Rescue crews and relief workers are losing hope of finding survivors after a tsunami swept through a remote string of islands in Indonesia, killing at least 370 people and leaving hundreds missing.
The three-metre wave roared through remote islands off Sumatra following a powerful earthquake on Monday, washing away homes and displacing thousands of people from more than 20 villages.
Joni Sageru, a 30-year-old fisherman, recalled seeing the ocean first recede and then return like "a big wall running toward our village."
"Suddenly trees, houses and all things in the village were sucked into the sea and nothing was left."
The West Sumatra provincial disaster management agency raised the official death toll to 370 Thursday, up from 343 earlier in the day. About 340 people are still missing.
Bad weather and rough seas slowed initial relief efforts, as rescue crews struggled to reach remote locations, including the Mentawai Islands, a popular surf destination.
"This is a very remote area, so some areas are just getting reached," Jakarta-based freelance journalist Aubrey Belford told CBC News.
The government has deployed several cargo planes and helicopters to help deliver supplies and emergency workers, but officials are still trying to reach some of the more remote areas, Belford said.
Harmensyah, head of the West Sumatra provincial disaster management centre, said the rescue crews that had arrived in affected communities were finding bodies on the roads and beaches in devastated communities.
Harmensyah said the teams were losing hope of finding survivors.
"They believe many, many of the bodies were swept to sea," he told The Associated Press.
On Thursday, a 10-year-old boy found an 18-month-old alive in a clump of trees — though both the toddler's parents are believed to be dead.
SurfAid International, a relief agency that works in the area, sent an assessment team to survey the damage in villages in North Pagai and South Pagai.
"Villages in the area have either been completely destroyed or suffered significant damage," SurfAid said in a statement.
Some islanders slung up tarps to sleep under in areas where the wave swept houses into the jungle. Many refused to return to their homes for fear another tsunami might hit.
Indonesian President Susilo Bambang Yudhoyono is scheduled to visit affected communities Thursday, as questions emerge about problems with the warning system put in place after the 2004 Asian tsunami.

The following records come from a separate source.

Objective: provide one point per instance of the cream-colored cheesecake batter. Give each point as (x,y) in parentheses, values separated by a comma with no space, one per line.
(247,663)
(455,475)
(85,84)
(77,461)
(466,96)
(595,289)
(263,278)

Officials told the BBC the multimillion-dollar warning system wasn't working properly because two buoys near the Mentawai Islands had been damaged by vandals.
However, Joern Lauterjung, head of the German-Indonesia Tsunami Early Warning Project for the Potsdam-based GeoForschungs Zentrum, said a warning did go out five minutes after the quake, but the tsunami hit so fast no one was warned in time.
"The early warning system worked very well — it can be verified," he said, adding that only one sensor of 300 had not been working, and it had no effect on the system's operation.
About 1,300 kilometres to the east in central Java, the Mount Merapi volcano was mostly quiet but still a threat after Tuesday's eruption that sent searing ash clouds into the air, killing at least 33 people and injuring 17, said Agustinus, a doctor at the local health department who, like many Indonesians, goes by one name.
Among the dead was a revered elder who had refused to leave his ceremonial post as caretaker of the mountain's spirits.
The two disasters were not related, but they both fell along Indonesia's portion of the so-called Pacific Ring of Fire, a series of fault lines that are prone to earthquakes and volcanic activity stretching from the Western Hemisphere through Japan and Southeast Asia.